Upon reviewing the case, the Fourth Circuit Court of Appeals (the “Court”) affirmed the district court’s summary judgment.  As to the standard for reviewing the administrator’s decision, the Court noted that the applicable documents gave discretion to Hartford Life, so that an abuse of discretion review of its decision is warranted.  It rejected the contention that a person other than Hartford Life made the decision to terminate Griffin’s benefits, since the decision makers were acting as agents of Hartford Life.  As to the reasonableness of Hartford Life’s decision, the Court said that it agreed with the district court that Hartford Life’s decision was reasonable and therefore did not amount to an abuse of discretion.  The record readily shows that Griffin received a fair and thorough consideration of his claim and that Hartford Life’s conclusion was reasonably supported by the available evidence.

In Zaeske v.

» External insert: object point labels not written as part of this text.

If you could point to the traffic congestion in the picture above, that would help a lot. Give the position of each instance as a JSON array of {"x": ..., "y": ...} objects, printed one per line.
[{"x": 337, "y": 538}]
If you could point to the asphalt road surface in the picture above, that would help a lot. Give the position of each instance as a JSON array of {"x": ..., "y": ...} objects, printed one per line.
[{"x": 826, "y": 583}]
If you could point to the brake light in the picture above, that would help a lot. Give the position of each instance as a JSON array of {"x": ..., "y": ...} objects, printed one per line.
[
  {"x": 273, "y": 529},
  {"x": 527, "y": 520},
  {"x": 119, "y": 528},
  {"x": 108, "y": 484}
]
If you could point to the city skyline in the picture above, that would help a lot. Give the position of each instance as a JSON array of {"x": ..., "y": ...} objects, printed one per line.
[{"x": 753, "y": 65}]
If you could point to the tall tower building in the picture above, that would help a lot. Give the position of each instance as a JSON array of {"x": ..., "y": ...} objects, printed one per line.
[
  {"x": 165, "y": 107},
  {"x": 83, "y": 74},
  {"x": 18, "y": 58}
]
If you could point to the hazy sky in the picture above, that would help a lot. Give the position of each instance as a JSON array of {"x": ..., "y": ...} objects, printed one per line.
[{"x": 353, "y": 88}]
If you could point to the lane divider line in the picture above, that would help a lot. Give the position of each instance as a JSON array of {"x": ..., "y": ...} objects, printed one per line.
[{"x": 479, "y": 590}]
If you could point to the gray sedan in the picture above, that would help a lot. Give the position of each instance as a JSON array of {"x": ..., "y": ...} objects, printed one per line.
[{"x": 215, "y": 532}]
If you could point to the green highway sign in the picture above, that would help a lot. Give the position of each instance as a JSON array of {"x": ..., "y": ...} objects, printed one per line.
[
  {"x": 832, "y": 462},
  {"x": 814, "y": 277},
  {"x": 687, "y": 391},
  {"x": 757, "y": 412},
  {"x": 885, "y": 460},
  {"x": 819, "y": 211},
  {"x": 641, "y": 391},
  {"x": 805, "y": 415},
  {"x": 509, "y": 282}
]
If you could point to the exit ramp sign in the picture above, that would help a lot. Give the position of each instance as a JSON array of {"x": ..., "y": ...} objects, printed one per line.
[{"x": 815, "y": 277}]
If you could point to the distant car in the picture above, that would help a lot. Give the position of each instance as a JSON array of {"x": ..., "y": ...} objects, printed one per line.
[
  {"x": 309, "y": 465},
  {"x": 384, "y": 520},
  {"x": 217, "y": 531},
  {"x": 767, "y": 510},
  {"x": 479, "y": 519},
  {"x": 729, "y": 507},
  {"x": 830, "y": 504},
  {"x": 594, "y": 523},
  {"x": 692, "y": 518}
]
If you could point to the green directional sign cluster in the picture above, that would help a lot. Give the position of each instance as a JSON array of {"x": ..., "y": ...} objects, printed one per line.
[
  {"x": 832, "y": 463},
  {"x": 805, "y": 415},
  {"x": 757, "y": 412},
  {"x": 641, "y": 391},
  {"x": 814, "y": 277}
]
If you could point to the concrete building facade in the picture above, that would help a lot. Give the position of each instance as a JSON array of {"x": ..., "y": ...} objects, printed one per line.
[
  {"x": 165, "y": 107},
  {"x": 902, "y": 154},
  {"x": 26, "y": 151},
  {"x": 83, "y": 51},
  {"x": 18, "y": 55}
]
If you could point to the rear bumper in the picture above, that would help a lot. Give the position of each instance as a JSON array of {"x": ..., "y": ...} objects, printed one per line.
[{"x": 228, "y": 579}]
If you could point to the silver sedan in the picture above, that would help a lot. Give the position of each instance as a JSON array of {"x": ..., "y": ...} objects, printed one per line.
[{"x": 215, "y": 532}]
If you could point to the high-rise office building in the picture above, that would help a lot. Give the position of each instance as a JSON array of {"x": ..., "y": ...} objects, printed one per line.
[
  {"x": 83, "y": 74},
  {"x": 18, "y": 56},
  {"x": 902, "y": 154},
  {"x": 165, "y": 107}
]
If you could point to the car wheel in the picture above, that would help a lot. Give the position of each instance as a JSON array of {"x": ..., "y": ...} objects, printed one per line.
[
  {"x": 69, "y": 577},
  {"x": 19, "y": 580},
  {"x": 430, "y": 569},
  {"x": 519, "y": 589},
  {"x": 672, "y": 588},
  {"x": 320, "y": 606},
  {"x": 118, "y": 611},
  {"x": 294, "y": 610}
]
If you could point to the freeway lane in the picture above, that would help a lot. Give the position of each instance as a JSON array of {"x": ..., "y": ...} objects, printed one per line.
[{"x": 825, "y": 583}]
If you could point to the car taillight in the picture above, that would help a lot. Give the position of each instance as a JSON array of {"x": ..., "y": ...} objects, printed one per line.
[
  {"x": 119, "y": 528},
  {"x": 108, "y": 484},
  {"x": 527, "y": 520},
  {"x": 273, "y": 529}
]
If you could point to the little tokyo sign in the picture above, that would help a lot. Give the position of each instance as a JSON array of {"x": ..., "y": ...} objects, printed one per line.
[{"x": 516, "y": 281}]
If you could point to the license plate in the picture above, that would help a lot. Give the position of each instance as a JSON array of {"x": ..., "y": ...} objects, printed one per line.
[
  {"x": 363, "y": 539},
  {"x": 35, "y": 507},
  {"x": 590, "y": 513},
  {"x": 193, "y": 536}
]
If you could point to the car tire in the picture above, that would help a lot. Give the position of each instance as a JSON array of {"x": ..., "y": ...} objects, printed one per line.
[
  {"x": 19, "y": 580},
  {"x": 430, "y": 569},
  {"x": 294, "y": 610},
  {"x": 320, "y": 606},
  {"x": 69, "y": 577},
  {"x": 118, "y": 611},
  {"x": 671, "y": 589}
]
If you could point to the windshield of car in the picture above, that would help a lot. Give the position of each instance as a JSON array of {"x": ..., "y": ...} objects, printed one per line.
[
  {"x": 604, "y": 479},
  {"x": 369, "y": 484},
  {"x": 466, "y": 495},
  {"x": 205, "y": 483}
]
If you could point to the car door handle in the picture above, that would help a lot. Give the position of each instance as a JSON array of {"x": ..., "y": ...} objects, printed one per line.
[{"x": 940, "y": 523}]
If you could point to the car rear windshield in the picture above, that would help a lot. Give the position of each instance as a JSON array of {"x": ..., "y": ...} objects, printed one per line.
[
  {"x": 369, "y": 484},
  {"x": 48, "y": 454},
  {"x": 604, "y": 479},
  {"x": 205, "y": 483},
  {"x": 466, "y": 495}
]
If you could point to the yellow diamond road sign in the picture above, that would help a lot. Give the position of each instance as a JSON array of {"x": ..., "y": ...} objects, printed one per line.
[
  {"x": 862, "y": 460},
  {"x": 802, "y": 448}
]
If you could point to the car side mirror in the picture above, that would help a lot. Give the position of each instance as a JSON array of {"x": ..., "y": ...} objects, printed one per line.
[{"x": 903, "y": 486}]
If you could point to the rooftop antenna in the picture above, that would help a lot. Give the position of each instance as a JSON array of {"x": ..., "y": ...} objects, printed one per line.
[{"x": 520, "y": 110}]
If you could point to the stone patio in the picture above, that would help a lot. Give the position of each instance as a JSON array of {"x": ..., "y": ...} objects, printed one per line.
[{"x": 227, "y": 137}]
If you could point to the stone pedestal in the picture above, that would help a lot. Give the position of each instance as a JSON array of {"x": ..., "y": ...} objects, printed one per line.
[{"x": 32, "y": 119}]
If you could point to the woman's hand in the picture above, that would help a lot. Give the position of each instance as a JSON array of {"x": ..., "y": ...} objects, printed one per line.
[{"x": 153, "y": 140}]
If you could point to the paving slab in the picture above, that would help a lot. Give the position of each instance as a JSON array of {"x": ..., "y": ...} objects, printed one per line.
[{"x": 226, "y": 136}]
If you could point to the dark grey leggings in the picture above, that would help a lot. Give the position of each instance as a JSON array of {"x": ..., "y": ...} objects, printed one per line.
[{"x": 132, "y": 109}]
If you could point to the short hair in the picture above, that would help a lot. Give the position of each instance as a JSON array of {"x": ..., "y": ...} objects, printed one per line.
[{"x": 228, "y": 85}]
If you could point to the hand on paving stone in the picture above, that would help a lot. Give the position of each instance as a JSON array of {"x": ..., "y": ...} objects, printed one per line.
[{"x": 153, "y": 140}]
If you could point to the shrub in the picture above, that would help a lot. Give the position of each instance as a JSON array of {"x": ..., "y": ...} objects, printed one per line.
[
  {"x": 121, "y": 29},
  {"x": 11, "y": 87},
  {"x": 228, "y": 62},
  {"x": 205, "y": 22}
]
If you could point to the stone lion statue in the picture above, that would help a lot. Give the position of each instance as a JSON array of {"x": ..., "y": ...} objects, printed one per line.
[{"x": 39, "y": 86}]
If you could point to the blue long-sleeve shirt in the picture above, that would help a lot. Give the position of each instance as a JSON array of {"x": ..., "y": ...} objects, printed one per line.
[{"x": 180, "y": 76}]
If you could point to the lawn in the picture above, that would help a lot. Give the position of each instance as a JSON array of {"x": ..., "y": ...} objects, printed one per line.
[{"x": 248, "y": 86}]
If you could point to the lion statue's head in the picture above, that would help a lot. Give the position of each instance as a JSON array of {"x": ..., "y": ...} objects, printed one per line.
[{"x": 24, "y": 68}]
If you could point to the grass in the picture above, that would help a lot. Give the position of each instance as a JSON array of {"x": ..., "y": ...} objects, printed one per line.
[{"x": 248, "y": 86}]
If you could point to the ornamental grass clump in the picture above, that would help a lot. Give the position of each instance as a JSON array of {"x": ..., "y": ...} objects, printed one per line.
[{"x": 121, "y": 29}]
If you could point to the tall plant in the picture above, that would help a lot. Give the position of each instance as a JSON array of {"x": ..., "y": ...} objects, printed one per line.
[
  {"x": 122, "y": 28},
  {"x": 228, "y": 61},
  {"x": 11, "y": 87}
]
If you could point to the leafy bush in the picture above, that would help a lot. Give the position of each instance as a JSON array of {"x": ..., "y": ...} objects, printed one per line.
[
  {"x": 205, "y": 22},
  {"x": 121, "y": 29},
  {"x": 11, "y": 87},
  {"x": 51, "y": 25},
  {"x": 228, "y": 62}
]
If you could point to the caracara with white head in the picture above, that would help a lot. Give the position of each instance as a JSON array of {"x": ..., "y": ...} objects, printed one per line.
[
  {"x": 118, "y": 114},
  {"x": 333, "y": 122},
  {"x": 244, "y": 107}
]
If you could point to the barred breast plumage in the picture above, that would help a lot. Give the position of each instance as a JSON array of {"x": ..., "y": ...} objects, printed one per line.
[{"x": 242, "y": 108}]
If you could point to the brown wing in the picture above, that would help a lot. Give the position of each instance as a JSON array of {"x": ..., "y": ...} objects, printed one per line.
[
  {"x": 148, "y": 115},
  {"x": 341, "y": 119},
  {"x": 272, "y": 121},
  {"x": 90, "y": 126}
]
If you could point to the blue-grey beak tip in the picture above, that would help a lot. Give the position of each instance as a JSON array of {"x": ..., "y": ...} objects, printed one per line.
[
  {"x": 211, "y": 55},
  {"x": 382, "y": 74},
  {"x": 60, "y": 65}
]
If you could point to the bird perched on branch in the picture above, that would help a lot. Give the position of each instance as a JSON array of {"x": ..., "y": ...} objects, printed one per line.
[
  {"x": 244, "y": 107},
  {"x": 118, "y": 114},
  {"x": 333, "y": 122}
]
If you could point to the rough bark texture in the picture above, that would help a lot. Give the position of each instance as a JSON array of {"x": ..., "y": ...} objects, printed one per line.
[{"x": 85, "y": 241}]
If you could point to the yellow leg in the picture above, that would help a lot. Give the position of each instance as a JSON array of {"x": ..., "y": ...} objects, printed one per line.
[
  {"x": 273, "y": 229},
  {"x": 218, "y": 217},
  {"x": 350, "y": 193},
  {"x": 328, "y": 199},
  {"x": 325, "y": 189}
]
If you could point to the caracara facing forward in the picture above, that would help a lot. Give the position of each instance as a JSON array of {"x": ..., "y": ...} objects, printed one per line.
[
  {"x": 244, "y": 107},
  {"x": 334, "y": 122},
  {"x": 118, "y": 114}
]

Liberty Life Assur. Co., No. 17-2496 (8th Cir. 2018), an appeal arose from Liberty Life Assurance Company’s denial of Damon Zaeske’s application for long-term disability benefits under his employer’s welfare benefit plan.  After Zaeske sued Liberty Life under ERISA, the district court ordered Liberty Life to pay Zaeske benefits and attorney’s fees.  Liberty Life appeals.

Upon reviewing the case, the Eighth Circuit Court of Appeals (the “Court”) concluded that Liberty Life’s decision to deny the application was not an abuse of discretion.  Accordingly, the Court reversed the district court’s judgment.  In so ruling, the Court found that the opinions of two physicians were sufficiently reliable to provide a reasonable basis for Liberty Life’s denials of Zaeske’s claim.  While another interpretation of Zaeske’s medical records could support his eligibility for benefits, the assessments of those two physicians were not outside the range of reasonableness, and it was not an abuse of discretion for Liberty Life to rely on them. The court also vacated the award of attorney’s fees.


North Cypress Medical Center Operating Company v. Aetna Life Insurance Company, No. 16-20674 (5th Cir. 2018), involved the following situation.  Under Aetna’s insurance plans, patients are responsible for a portion of their bills.  Insurance companies cover the remainder.  But how much is Aetna obligated to pay for medical services provided to its members by an out-of-network hospital?

Houston medical services provider North Cypress Medical Center Operating Co., Ltd. and North Cypress Medical Center Operating Co. GP, LLC (collectively “NCMC”) alleged Aetna underpaid out-of-network providers like NCMC in violation of ERISA.  Aetna counterclaimed, alleging NCMC fraudulently and negligently misrepresented its billing practices by routinely waiving patient responsibilities yet billing Aetna for the total out-of-network cost.

The district court granted Aetna judgment as a matter of law on NCMC’s ERISA claims and granted NCMC judgment as a matter of law on Aetna’s fraud and negligent misrepresentation counterclaims.  Upon reviewing the case, the Fifth Circuit Court of Appeals affirmed the district court’s decision.

In Springer v. Cleveland Clinic Emple. Health Plan Total Care, No. 17-4181 (6th Cir. 2018), Jason Springer arranged air ambulance transportation for his son before his employee benefit plan (the “Plan”) could verify his membership and authorize the service.  Subsequently, the plan administrator denied Springer’s claim for coverage because he did not obtain the precertification required for nonemergency transportation.  The district court affirmed the denial and alternatively found that Springer did not suffer an injury to have Article III standing.

Upon reviewing the case, the Sixth Circuit Court of Appeals (the “Court”) said that Springer has standing to bring his claim.  The denial of plan benefits is a concrete injury for Article III standing.  However, the Court also said that it agrees with the district court that the plain language of the Plan required precertification.  Springer’s son’s transportation was not an emergency which could be used to sidestep the precertification process.  Accordingly, the Court affirmed the district courts’ decision.